Well, in general, in terms of modifying Prop 13 doing the split roll, that was being relatively low probability thing, Prop 13 is very popular. And in polling at any way you cut it, all people, young people, business people. I mean, it doesn't even matter, it pulls very strong and week to make any changes including pulling for split roll and all the rest of it. It's a complicated, and there is never been much appetite for making any changes to it.

We have -- it's worth saying about Prop 13 and its impact on property taxes that we actually have had very, in general for the State of California we've had very similar property tax growth in revenue as many other states. And we're actually, I think -- in terms of property, we're something around 19 or I think under 20 in terms of property taxes.

So, we're -- it's not like we're very low state on that front. We're also a state with a balanced budget and with actually excess tax income because we have very high personal income tax in the state with the kind of excess amount was added in over a certain number. So, I'm pretty optimistic that there won't be any changes to that. Now if you go to the very specific question you asked me about buying buildings for what happens with Prop 13, the most of whatever happened is that building would be valued or whatever you would buy for it, the time you bought it or some approximation of that number. So, wouldn't get in the way of anyone buying buildings, because they're going to pay the current tax rate.

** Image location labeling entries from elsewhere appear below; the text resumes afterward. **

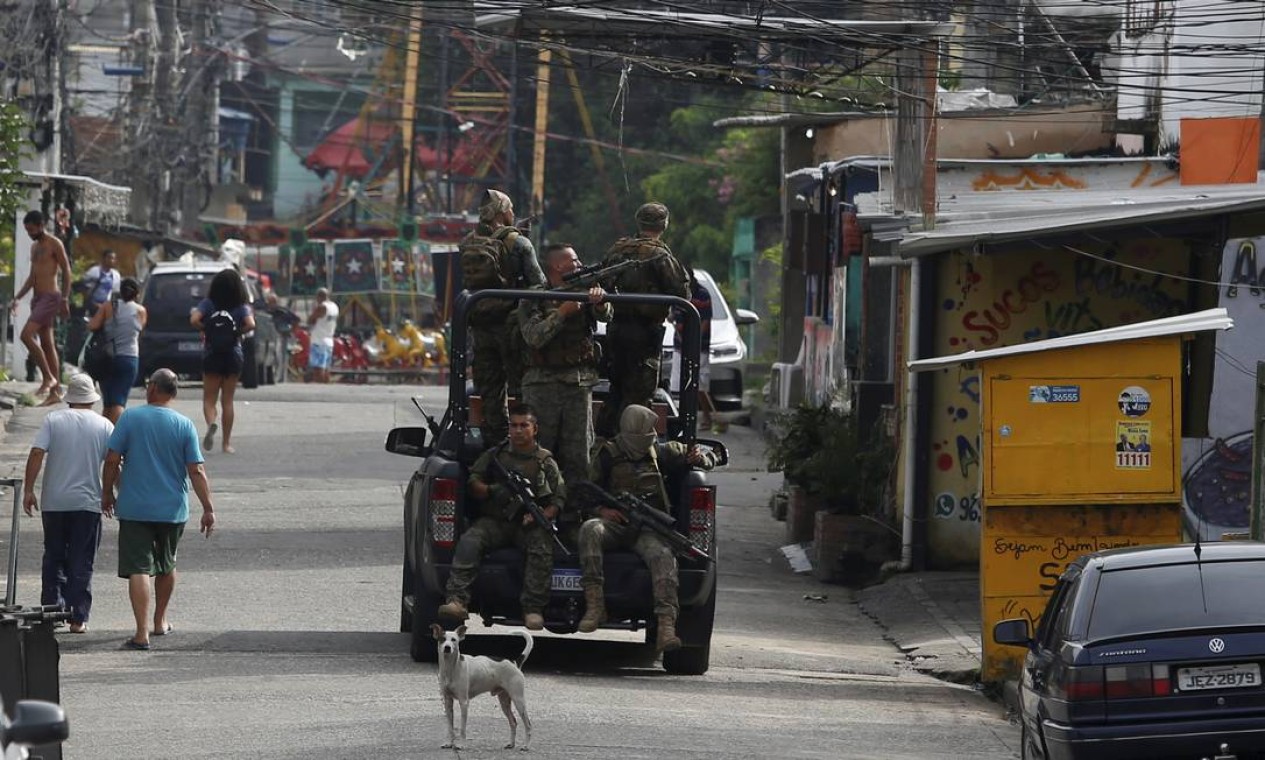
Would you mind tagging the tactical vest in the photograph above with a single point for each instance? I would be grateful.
(640, 478)
(486, 264)
(533, 467)
(572, 347)
(639, 280)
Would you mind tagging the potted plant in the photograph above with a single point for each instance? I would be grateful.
(839, 486)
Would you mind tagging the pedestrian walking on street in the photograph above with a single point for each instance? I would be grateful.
(496, 256)
(48, 301)
(562, 364)
(223, 316)
(323, 321)
(160, 447)
(633, 462)
(495, 530)
(123, 320)
(635, 335)
(72, 443)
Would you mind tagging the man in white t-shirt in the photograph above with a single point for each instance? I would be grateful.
(323, 321)
(101, 281)
(74, 441)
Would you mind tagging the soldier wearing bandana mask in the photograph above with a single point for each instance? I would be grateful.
(634, 462)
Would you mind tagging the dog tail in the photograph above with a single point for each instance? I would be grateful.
(526, 650)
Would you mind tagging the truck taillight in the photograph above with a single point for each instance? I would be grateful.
(443, 512)
(702, 517)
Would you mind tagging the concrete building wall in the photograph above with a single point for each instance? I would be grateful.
(1005, 299)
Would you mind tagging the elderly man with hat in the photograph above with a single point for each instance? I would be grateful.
(635, 335)
(74, 441)
(497, 256)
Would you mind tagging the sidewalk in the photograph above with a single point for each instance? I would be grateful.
(934, 619)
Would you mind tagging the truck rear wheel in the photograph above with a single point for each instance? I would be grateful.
(695, 629)
(421, 645)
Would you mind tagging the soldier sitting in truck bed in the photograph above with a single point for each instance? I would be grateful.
(633, 462)
(501, 525)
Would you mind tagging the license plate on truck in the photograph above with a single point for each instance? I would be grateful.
(566, 579)
(1221, 677)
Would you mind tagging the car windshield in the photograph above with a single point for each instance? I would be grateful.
(170, 296)
(1175, 597)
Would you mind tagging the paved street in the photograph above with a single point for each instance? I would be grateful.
(286, 644)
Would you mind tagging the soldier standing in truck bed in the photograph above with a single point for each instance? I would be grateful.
(496, 256)
(635, 335)
(562, 364)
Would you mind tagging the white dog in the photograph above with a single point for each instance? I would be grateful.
(462, 677)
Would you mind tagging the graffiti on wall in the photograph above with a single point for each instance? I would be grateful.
(989, 301)
(1216, 483)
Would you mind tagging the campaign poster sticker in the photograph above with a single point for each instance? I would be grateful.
(1054, 393)
(1132, 444)
(1135, 401)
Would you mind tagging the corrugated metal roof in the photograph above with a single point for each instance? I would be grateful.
(1211, 319)
(972, 218)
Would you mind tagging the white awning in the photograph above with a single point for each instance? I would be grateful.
(1211, 319)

But the whole thing about Prop 13 is that the building value only resets when there is a transfer, if you hold the property, it only moves up 2% a year. So it wouldn't stop everybody buying buildings, that's included, everybody. Put to pro forma about full property taxes when they are buying it, because that's it, they're going to be impacted by after the purchase. So it wouldn't impact the value of buildings at all. I've never seen, analysis or someone would just claim selling a building where they've got anything but full property taxes were going to impacted.

Nicholas Yulico -- Scotiabank -- Analyst

I guess, that my point was that, if you already have some low property taxes within your portfolio, because you've owned assets for a while, and there is some real estate, your property taxes are going up, doesn't make sense to buy more in the market ahead of that?

Jordan Kaplan -- President and Chief Executive Officer

I think it makes sense to buy more in the market, because I'm bullish on the market. We have mixed that in property tax bases in our existing portfolio, because remember you can have a higher property tax number, then you can file Prop 8, when you think the market is down, it can go down. But, then when it goes down, it could raise it very quickly on you again, because still you're only capped by that higher number.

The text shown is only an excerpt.